Nice! There was a cool old wheel truing stand on feeBay a couple of weeks ago that I really wanted and then I forgot to bid on it. :o  But I do have a spare set of forks I could use.  Don't know why I never thought of that, but great idea!


----------



## Boris (Mar 31, 2013)

I'm glad that you posted this thread Gene! I was thinking about posting the same kind of thread just the other night about small tools, but knew Vince would have a field day, when I mentioned small tools. Anyway here are a few that I find indispensable for cleaning (accidently left out the paste wax). The squigly thing is a pipe cleaner and there's a metal nail file in there too.


----------



## vincev (Apr 1, 2013)

You just want me to say something stupid dont ya Dave. I know your baiting me because you are a Master Baiter.


----------



## kunzog (Apr 1, 2013)

This old fashion monkey wrench is ideal for removing the large crank nut, sprocket nut and the stem nut.


----------



## Freqman1 (Apr 2, 2013)

kunzog said:


> This old fashion monkey wrench is ideal for removing the large crank nut, sprocket nut and the stem nut.

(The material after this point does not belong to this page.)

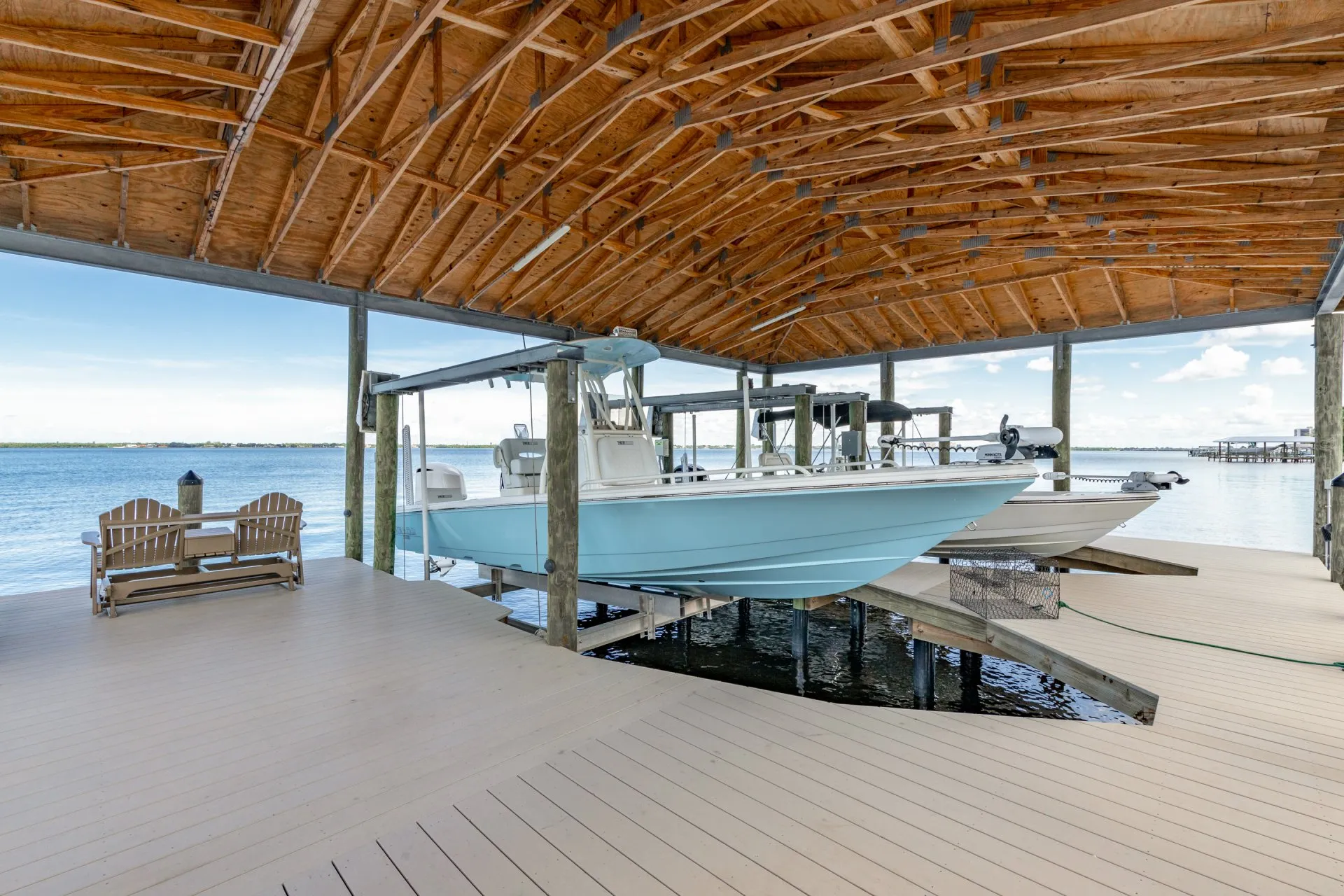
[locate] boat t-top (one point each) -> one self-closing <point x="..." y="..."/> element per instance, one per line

My tool of choice--can also be used as a hammer/mallet! V/r Shawn


----------



## tailhole (Apr 2, 2013)

*me too*

Yes, I have one of these held to the frame with magnets on any bike I ride.  Even the smallest ones work on the largest nut on any bike.  The really little ones can be used as cone wrenches too.


----------



## crankman3 (Apr 2, 2013)

I made a die from a old collar,check out the threads does a great job repairing
  damage threads, or just cleaning the dirt and rust out between the threads.

  I welded a allen wrench to a old pair of channel locks. This is what I use to remove 
  a kick stand from the frame, once that done then I can use the channel locks to 
  depress the spring and remove the pin.


----------



## Goldenrod (May 3, 2016)

Motorcycle way of tie wrapping a cable.  Cut a small piece of tube.  Run the tie wrap around the frame into the tube, around the cable and into the tube and then close.  The tube offsets the cable from the frame.


----------



## spoker (May 4, 2016)

am detailng a bike today,ill be razor blading some of the chrome,if the rust is on top of the chrome or lightly embeded,lightly drag or scrape the rust with a single edge razor blade and then go over it with 0000 wool and semichrome,protect with carnuba wax.happy trails to you!!!


----------



## Iheartbikes (May 18, 2016)

When tackling a rusty fastener, screw or nut.
Before you do anything, even oil. 
Strike the fastener to jar the threads together and break em free,
Then your oil of choice or soaking.


----------



## J-wagon (Jan 19, 2022)

I don't have a truing stand. Just mount wheel onto fork. Zip ties around fork legs, spin wheel to see lateral and radial deviations. For me good results.


----------